The stated trade-offs are equally explicit. Mesh simplification and material annotation are required to construct propagation-ready assets. Exhaustive CKM generation is computationally heavy by design. Ray tracing can run slower than real time, although the shared simulated clock preserves alignment. Materials are assigned from a library rather than from per-site measurements. The paper demonstrates AirSim as the reference front end, but out-of-the-box adapters beyond AirSim are not detailed. Radar is not explicitly modeled in the case study, and adding new sensors requires ROS-compliant topics and, in some cases, simulator plugins (Yan et al., 13 May 2026).

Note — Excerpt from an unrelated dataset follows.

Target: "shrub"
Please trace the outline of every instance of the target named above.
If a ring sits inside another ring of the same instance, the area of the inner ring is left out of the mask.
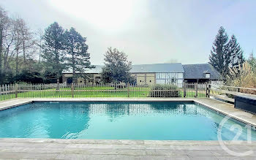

The name also requires disambiguation. In the biological reaction–transport literature, the software introduced by Rangamani and collaborators is named SMART, standing for Spatial Modeling Algorithms for Reactions and Transport; the authors explicitly note that “SIMART” can appear as a misspelling in some contexts (Laughlin et al., 2023, Francis et al., 2024). Separately, an unrelated 2026 paper uses SIMART for a multimodal LLM that decomposes monolithic meshes into simulation-ready articulated assets for robotics and embodied AI (Zhang et al., 24 Mar 2026). Within the present usage, however, SimART refers specifically to the ROS-centered multimodal simulation platform for 6G ISAC described in (Yan et al., 13 May 2026).